Single-photon switch controlled by a qubit embedded in an engineered electromagnetic environment

TL;DR

This paper proposes a feasible single-photon switch controlled by a qubit in a engineered electromagnetic environment, demonstrating high contrast in superconducting circuit QED systems for scalable quantum networks.

Contribution

It introduces a novel scheme for single-photon switching using a qubit embedded in a coupled-resonator array with a band gap, enhancing control and suppression of relaxation.

Findings

High switching contrast achievable with current superconducting circuit QED parameters.

Embedding the switch in a coupled-resonator array suppresses Purcell relaxation.

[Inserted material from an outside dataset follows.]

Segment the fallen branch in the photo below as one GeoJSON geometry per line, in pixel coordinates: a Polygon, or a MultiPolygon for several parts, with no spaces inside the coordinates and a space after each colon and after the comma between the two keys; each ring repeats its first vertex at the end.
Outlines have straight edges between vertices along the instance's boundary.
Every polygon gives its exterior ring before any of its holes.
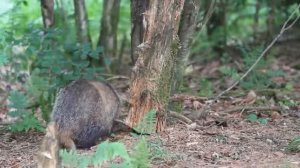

Feasible implementation in microwave circuit QED architectures.

Abstract

A single-photon switch is an important element for the building of scalable quantum networks. In this paper, we propose a feasible scheme for efficient single-photon switching. The proposed switch is controlled by a state of a qubit formed by the pair of the lowest levels of a three-level system (qutrit) coupled to a resonator. This resonator-qutrit system comprises a switching unit of the considered setup. For suppression of the Purcell relaxation of the control qubit, the switching unit is embedded into a coupled-resonator array serving as an engineered electromagnetic environment with a band gap on a qubit transition frequency. We discuss the possible implementation of the considered single-photon switch on the microwave circuit QED architecture. We demonstrate that high switching contrasts can be attained for the parameters achievable for the state-of-the-art superconducting circuit QED setups.